Risk Management and Insurance: The Missing Pillars of SME Export Competitiveness

India’s 6.3 crore micro, small, and medium enterprises are the backbone of the economy, contributing nearly half of India’s exports. But their global ambitions often collide with an unforgiving reality, thin margins, volatile markets, and risks that can wipe out years of progress.
Speaking at Cargo Corridors: Moving SMEs Forward, hosted by SME Communities in association with FIEO, Ms. Girija Subramanian, Chairman & Managing Director of The New India Assurance Company (NIA), delivered a strong message: “Risk is inevitable, but vulnerability is a choice.”
She highlighted the paradox of MSME exporters, enterprising, innovative and agile, yet often unprepared for shocks like delayed payments, buyer defaults, political upheavals, or currency fluctuations. “For many exporters, a single adverse event can mean shuttered operations,” she observed.
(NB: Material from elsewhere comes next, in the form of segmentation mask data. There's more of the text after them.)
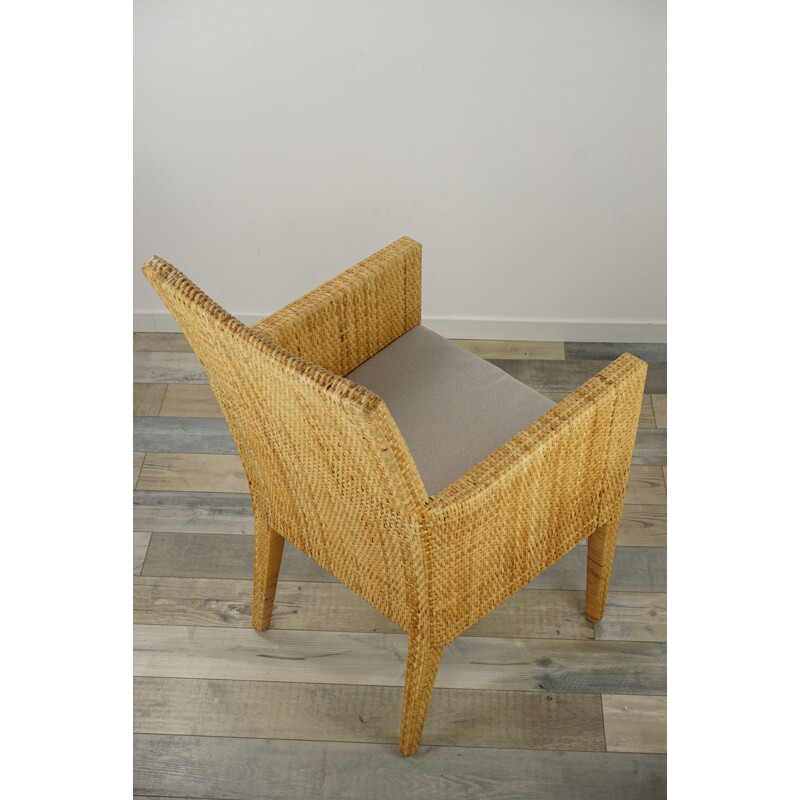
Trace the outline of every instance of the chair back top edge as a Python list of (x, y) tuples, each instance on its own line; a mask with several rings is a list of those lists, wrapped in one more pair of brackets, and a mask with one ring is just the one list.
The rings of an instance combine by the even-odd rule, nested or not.
[[(366, 412), (373, 410), (383, 402), (366, 387), (289, 352), (279, 344), (270, 341), (264, 332), (248, 327), (210, 298), (177, 267), (160, 256), (154, 255), (148, 259), (142, 266), (142, 272), (173, 317), (176, 318), (176, 322), (201, 363), (203, 363), (203, 357), (197, 352), (192, 341), (192, 332), (187, 330), (187, 322), (176, 317), (176, 302), (186, 308), (189, 317), (204, 317), (218, 330), (221, 336), (232, 341), (238, 340), (242, 346), (249, 346), (260, 352), (275, 366), (294, 373), (298, 379), (312, 381), (324, 391), (336, 394), (345, 402), (360, 405)], [(203, 367), (205, 368), (205, 363), (203, 363)]]

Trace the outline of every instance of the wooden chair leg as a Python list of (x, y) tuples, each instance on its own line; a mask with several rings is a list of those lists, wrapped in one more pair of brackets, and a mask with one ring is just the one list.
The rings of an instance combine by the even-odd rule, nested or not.
[(588, 539), (586, 562), (586, 619), (600, 622), (606, 610), (608, 584), (614, 564), (620, 520), (601, 525)]
[(264, 631), (272, 618), (275, 587), (283, 555), (283, 537), (268, 525), (256, 522), (255, 569), (253, 575), (253, 627)]
[(431, 644), (417, 634), (408, 637), (406, 689), (403, 697), (403, 721), (400, 726), (400, 752), (411, 756), (417, 752), (422, 726), (428, 713), (442, 645)]

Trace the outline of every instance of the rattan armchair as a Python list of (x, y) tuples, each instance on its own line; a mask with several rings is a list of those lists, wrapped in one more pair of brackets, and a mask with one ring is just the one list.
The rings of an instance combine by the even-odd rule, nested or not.
[[(462, 428), (463, 474), (451, 465), (426, 479), (409, 449), (420, 414), (399, 425), (398, 401), (392, 411), (357, 381), (389, 345), (424, 331), (421, 252), (399, 239), (252, 327), (164, 260), (143, 267), (208, 374), (247, 474), (253, 627), (269, 626), (288, 540), (407, 631), (407, 756), (443, 647), (587, 538), (586, 616), (603, 616), (647, 370), (626, 353), (558, 404), (531, 396), (527, 421), (495, 431), (484, 453), (465, 455), (479, 426)], [(399, 373), (390, 364), (388, 374)], [(488, 387), (491, 410), (478, 416), (489, 427), (502, 416), (501, 377), (470, 384)], [(440, 401), (430, 399), (433, 413)], [(434, 449), (436, 460), (447, 448)]]

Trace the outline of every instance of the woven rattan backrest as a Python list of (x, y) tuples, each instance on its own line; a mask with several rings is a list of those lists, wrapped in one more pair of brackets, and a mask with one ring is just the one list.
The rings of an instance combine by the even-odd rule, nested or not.
[(383, 401), (287, 352), (154, 257), (143, 271), (203, 365), (269, 525), (408, 628), (426, 602), (426, 496)]

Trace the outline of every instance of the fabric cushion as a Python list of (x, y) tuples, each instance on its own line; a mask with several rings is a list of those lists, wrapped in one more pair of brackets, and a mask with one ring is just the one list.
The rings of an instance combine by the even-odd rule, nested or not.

Insurance as a Strategic Enabler
Ms. Subramanian argued for a mindset shift, framing insurance not as an expense but as an investment in continuity. “Insurance is not about paperwork after a crisis, it is about confidence before taking a leap,” she said. Through export credit insurance, for instance, SMEs can not only protect receivables but also unlock additional credit from banks, enabling expansion into new markets.
Innovation in Products
The keynote spotlighted emerging solutions like cyber insurance and parametric products. As MSMEs digitize, cyber threats pose existential risks. A ransomware attack or phishing scam can disrupt entire supply chains. “Cyber insurance gives SMEs access to forensic, legal, and recovery resources they cannot afford on their own,” she noted.
Parametric insurance, on the other hand, promises speed and simplicity. Instead of long investigations, payouts are triggered automatically when a predefined event, such as extreme rainfall or a cyclone occurs. “Imagine a spice exporter in Kerala getting instant compensation when monsoon patterns breach a threshold,” Ms. Subramanian explained.
Bridging Awareness and Access
Despite these innovations, uptake remains low due to complexity and misconceptions. Ms. Subramanian emphasized the need for plain-language policies, tech-driven platforms, and digital distribution so that “a handloom exporter in Varanasi can buy a cover as easily as booking a train ticket.”
Her message was clear: insurance is the compass that helps SMEs navigate the stormy seas of global trade. It won’t calm the winds, but it will steady the ship. For a sector powering India’s trillion-dollar export ambition, resilience is not optional—it is the foundation of growth.